Numerical study of train-induced pressure on platform screen doors of a subway station

Abstract

We numerically investigate the train-induced transient pressure on the platform screen doors (PSDs) of an island-type platform in a subway station according to real scenarios and full-scale simulation to enhance understanding of the design and safe operation of subway trains. Two typical cases, namely, the non-stop and chasing cases, were examined, with the train’s speed variation well simulated throughout both cases. In the non-stop case, a train passes through the station without stopping; in the chasing case, a train stops at the station while another subsequent train approaches through the tunnel, which inevitably happens during rush hours.
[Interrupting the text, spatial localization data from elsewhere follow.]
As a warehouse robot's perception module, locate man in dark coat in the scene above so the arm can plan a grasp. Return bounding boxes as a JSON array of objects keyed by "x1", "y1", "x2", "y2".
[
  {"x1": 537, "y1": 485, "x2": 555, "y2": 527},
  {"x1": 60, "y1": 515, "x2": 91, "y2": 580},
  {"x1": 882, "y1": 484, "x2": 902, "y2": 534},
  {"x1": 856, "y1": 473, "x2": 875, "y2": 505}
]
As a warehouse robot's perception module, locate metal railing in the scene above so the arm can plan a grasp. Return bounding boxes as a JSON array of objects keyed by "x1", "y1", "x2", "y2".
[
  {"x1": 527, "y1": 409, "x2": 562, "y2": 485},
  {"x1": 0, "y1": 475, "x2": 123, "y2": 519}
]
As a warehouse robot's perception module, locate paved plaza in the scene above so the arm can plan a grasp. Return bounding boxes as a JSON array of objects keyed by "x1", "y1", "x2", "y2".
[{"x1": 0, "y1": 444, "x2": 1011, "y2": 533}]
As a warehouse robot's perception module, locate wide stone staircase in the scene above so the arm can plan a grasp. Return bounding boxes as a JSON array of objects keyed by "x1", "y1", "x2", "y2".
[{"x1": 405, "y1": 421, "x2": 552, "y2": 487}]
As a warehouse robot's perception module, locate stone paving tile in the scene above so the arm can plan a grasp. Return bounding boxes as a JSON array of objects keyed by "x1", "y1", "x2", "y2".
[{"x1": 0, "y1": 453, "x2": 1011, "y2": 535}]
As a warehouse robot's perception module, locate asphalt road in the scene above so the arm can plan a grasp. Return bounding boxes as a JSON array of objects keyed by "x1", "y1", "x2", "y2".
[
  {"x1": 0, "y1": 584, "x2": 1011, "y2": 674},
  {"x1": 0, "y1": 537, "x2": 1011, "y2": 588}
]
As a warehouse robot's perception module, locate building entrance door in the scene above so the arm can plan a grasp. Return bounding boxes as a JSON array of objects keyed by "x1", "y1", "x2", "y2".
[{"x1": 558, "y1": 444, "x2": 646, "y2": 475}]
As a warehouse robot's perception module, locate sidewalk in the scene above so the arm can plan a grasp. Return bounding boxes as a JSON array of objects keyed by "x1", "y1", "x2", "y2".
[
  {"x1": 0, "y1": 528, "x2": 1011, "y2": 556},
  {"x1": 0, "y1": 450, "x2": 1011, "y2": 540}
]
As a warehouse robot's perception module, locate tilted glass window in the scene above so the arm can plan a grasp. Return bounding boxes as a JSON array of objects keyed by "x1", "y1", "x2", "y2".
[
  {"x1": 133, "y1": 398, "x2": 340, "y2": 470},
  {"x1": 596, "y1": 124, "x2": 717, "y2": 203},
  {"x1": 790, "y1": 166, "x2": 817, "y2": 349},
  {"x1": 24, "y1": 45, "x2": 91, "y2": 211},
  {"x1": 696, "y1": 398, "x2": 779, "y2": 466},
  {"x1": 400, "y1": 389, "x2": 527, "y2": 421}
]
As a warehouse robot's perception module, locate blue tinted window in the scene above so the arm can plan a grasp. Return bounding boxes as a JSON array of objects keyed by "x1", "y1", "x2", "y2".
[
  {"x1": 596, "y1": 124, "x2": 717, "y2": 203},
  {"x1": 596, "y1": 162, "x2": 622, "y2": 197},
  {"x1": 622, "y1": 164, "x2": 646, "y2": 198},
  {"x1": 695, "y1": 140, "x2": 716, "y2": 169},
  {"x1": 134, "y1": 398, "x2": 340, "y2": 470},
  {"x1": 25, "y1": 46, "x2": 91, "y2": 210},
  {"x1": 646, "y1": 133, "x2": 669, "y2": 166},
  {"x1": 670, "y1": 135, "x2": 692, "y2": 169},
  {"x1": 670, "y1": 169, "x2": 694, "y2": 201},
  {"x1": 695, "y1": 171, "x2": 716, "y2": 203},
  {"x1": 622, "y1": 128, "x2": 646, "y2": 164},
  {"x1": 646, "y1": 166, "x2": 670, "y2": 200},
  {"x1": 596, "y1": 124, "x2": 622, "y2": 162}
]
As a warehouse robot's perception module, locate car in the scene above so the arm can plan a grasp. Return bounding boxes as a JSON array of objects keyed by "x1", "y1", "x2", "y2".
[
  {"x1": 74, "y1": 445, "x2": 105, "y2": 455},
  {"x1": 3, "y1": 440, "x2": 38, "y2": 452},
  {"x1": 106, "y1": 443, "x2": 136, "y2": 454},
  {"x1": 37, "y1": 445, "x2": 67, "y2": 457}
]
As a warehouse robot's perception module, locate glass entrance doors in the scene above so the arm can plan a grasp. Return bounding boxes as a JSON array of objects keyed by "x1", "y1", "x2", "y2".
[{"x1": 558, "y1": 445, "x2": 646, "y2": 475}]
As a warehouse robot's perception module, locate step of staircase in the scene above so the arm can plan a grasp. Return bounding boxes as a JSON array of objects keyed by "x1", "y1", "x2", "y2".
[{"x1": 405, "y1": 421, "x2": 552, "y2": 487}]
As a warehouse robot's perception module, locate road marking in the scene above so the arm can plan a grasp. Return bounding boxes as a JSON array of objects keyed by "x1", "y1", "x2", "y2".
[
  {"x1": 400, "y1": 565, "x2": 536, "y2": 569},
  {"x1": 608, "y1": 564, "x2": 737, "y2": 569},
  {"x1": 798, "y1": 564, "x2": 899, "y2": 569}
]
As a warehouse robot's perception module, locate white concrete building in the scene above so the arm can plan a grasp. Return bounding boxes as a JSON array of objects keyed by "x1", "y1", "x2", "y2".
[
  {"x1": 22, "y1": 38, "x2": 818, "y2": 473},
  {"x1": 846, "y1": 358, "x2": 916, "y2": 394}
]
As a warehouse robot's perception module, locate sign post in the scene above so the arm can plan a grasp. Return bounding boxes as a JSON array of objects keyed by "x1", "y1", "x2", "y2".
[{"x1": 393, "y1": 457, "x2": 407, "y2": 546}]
It is observed that the train generates a compression wave when it passes the tunnel’s ventilation shaft, similar to what occurs when entering a tunnel. In the non-stop case, the PSDs experience two positive and one negative pressure extremes in the whole process. The first positive peak results from an oncoming compression wave through the tunnel, while the second positive and negative peaks arise due to the passing of the train head and tail, respectively. In the chasing case, the stopped train at the platform leads to a blockage effect that significantly increases the pressure on the PSDs via the oncoming compression wave. This lateral pressure may result in the failure of proper operation of the PSDs, particularly during rush hours, with pressure lasting for roughly 5.7 seconds. It is also found that, compared to the fully sealed PSD, both the half-height and partial porous PSDs can significantly reduce the pressure load caused by the passing of the train head, with its maximum pressure load reduced by 38.7% and 38.2%, respectively. Therefore, if the pressure load on a fully sealed PSD is too high for structural design, one may consider the use of half-height and partial porous PSDs as an alternative. Our study offers crucial insights into the train-induced transient pressure on PSDs in a subway station island-type platform. It provides guidance on optimizing the pressure/operation problem on PSDs and offers valuable information for the safe design and operation of subway trains.